Accumulation of sufficiently detailed economic time series has led to the creation of huge databases, implicitly containing hidden information that may enhance our understanding of the complex processes underlying the economy. However, the extraction of this essential information is hindered by the non-stationary (in time) and non-homogeneous (geographically) nature of the analyzed data. Non-stationarity is understood here as the change over time of some model parameters, while non-homogeneity refers to the inherently different dynamics across statistical units (e.g., assets, corporations). Main problems arising from these issues most prominently manifest themselves in the following areas : (i) in the applicability of standard statistical methodology; (ii) in adequateness of the standard mathematical description of the underlying processes and (iii) in the practical computational implementation of the data analysis algorithms on modern supercomputer architectures.

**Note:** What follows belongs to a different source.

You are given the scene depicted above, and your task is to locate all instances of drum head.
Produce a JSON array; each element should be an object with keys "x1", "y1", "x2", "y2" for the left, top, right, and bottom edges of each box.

The main aim of this project will be to address these problems in a specific context of credit and market risk analysis and modeling. It is planned to develop new methods of time series analysis for parameterizing the risks as a spatially coupled non-stationary and non-homogeneous stochastic process under the influence of global and local impact factors (e.g., gross national product, level of depth, stock market indicators, etc.). Conceptual development of new mathematical models and statistical analysis methods for market and credit risks will go hand-in-hand with implementation and comparison on high-performance platforms at the Swiss National Supercomputing Center (CSCS) in Lugano, Switzerland. Resulting methods and algorithms should be applied to transparent analysis of the available financial data bases for identification of statistically significant regional and global inter-dependencies and extraction of the significant external factors influencing Swiss economy.
This project bundles the expertise of the three PIs in non-stationary time series analysis (I. Horenko), financial econometrics/computational finance (P. Gagliardini, I. Horenko), credit risk models (P. Gagliardini) and high-performance architectures and algorithms (W. Sawyer).